Chapter 1. The Power of API Traffic Management

As Application Programming Interfaces (APIs) and their associated traffic become more common in organizations large and small, new challenges emerge in how to both monitor and manage this new data. For the purposes of this book, monitoring is the act of collecting and observing your API ecosystem’s behavior (e.g., the number of API calls per minute), and managing is the process of analyzing, reaching conclusions, and acting on those conclusions (e.g., whether your API calls are unusual and what is needed to change that). As I travel around the world and talk to companies about how they are dealing with this new flood of data within their organization I note that most of them are struggling just to grasp the job of monitoring itself. And it is no small job.

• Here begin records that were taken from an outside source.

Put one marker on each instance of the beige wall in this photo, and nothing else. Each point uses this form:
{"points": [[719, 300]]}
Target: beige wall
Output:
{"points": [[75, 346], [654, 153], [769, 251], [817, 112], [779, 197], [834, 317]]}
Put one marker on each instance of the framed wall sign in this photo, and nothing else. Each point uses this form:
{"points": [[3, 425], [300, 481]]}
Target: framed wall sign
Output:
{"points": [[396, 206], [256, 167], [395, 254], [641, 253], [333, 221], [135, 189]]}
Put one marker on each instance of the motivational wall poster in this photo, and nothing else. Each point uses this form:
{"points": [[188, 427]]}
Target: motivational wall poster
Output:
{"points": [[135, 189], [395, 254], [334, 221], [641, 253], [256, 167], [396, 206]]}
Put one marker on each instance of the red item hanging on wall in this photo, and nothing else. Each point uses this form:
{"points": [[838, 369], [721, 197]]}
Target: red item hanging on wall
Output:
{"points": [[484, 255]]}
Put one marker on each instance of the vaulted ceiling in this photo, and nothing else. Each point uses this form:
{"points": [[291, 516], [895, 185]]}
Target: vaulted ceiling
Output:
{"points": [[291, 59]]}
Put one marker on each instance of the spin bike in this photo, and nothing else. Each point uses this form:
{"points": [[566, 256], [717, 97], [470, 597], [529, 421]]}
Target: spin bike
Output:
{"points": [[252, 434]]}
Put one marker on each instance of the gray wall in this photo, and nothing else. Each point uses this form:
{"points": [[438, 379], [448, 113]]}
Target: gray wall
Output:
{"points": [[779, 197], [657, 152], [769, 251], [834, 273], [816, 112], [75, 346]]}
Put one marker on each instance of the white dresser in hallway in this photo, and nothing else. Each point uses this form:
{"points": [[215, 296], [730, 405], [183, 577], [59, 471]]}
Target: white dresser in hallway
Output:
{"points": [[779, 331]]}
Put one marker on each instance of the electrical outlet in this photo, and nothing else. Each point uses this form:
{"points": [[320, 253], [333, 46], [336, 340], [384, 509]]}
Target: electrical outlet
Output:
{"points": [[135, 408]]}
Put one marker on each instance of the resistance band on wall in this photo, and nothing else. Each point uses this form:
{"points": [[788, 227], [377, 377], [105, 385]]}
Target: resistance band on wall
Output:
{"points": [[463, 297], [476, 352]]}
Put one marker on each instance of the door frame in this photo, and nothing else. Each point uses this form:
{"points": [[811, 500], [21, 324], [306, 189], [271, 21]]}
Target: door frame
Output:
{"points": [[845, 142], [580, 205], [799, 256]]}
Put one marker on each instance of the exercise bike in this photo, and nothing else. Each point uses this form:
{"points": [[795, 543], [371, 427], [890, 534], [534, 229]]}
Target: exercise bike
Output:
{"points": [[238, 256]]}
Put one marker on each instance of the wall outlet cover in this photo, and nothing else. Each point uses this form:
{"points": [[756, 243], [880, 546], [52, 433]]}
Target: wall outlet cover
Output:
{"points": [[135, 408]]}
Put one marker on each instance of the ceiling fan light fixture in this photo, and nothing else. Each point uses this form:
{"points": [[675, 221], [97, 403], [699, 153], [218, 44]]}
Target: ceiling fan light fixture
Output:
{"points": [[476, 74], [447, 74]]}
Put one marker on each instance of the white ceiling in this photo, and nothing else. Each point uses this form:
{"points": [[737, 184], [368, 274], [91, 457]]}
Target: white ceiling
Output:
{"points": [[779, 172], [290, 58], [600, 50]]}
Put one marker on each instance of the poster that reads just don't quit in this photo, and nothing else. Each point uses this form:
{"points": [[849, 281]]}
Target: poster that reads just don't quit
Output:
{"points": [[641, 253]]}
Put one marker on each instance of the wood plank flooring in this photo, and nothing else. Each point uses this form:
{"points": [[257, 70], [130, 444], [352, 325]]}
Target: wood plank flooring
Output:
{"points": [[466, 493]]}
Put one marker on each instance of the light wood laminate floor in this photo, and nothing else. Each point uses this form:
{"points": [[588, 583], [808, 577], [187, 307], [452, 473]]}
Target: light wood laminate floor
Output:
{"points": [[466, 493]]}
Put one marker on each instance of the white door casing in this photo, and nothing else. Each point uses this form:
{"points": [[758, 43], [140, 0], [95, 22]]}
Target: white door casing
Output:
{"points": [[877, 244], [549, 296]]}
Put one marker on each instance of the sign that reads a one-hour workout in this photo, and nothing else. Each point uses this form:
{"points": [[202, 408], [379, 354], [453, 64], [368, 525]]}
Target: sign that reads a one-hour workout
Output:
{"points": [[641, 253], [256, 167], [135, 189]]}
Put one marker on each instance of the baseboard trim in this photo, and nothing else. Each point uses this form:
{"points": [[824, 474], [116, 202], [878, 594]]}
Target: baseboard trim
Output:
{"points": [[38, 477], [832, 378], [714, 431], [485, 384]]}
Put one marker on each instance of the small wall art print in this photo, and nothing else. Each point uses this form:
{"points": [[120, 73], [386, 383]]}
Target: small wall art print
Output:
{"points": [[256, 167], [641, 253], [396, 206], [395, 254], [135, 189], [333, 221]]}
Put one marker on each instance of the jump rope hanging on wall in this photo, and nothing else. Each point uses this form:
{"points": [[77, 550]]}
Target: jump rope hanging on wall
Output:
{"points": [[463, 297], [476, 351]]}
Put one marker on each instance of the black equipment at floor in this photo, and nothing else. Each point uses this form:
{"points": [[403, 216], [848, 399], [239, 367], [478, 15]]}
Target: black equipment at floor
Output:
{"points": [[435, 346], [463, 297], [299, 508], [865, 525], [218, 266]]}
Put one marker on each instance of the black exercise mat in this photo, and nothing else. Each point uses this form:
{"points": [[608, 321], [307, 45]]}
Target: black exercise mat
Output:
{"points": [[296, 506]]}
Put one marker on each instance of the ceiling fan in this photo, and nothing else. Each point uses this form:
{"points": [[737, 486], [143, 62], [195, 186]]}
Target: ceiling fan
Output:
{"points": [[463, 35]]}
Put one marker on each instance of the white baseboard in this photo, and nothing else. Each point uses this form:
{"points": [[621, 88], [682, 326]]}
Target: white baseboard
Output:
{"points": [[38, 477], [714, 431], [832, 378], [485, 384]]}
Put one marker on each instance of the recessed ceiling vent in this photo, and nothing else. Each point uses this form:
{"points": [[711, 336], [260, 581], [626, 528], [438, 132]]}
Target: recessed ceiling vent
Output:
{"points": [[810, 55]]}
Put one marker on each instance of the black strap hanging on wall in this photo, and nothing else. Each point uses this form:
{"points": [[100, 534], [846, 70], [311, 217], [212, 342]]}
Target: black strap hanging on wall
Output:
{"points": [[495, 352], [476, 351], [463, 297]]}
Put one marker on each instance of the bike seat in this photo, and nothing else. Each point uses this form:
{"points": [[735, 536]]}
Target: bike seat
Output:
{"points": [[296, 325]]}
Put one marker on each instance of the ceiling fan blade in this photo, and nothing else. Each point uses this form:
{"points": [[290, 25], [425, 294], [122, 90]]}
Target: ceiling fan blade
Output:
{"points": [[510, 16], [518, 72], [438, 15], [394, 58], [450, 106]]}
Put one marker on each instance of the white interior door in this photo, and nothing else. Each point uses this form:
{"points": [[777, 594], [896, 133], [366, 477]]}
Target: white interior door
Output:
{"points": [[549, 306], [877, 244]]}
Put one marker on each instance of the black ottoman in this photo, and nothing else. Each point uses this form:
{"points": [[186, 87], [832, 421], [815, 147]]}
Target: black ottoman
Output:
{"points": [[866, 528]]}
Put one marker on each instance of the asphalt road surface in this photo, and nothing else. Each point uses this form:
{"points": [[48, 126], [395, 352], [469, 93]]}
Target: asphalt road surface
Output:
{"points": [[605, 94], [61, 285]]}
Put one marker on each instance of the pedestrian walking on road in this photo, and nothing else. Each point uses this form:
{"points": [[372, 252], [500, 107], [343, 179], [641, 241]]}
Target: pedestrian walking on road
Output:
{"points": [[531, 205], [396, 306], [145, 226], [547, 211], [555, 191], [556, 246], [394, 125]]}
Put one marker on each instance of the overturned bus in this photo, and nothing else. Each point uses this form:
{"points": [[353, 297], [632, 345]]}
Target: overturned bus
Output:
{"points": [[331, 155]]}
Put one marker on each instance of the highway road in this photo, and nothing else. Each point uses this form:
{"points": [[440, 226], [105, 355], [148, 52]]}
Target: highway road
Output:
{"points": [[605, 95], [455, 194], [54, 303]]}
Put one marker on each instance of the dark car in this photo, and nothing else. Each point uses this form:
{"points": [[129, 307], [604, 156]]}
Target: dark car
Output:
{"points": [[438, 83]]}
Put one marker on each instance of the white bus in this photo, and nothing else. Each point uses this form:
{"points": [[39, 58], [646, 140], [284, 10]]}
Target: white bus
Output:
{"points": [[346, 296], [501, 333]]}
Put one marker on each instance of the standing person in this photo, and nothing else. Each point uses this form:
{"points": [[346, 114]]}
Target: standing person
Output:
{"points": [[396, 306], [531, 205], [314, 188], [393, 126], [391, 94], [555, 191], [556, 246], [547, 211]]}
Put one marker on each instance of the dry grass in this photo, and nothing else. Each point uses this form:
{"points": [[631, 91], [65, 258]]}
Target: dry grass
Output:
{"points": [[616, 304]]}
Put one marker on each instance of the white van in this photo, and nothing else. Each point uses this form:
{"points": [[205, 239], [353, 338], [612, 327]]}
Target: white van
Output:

In this chapter, we explore the challenge and the advantage of a broad-ranging API traffic management approach. This includes the work of monitoring traffic in order to collect data and improve the observability of your APIs as well as the notion of actively managing your API program using the insights gained from your traffic metrics (see Figure 1-1). Getting a handle on these two concepts will help you place API traffic management as a central pillar in your healthy API program and set you on the path to determining just what to track and how to use that information to improve your company’s API program.

atrm 0101
Figure 1-1. Progressing from monitoring to managing API traffic

Knowing what data points are worth monitoring can be a challenge. Just about any out-of-the-box traffic tooling will offer up values like CPU, memory, and disk space for individual machines as well as other values such as request/response length, message counts, and, usually, error rates. But these rarely tell you what you need to know. Instead, you often need to monitor not just the length and count of messages, but also the types of messages, their routes through our system, and the ultimate dispensation of any data sent or requested. And that’s just the beginning of the role of monitoring in making your system more visible and your services more observable.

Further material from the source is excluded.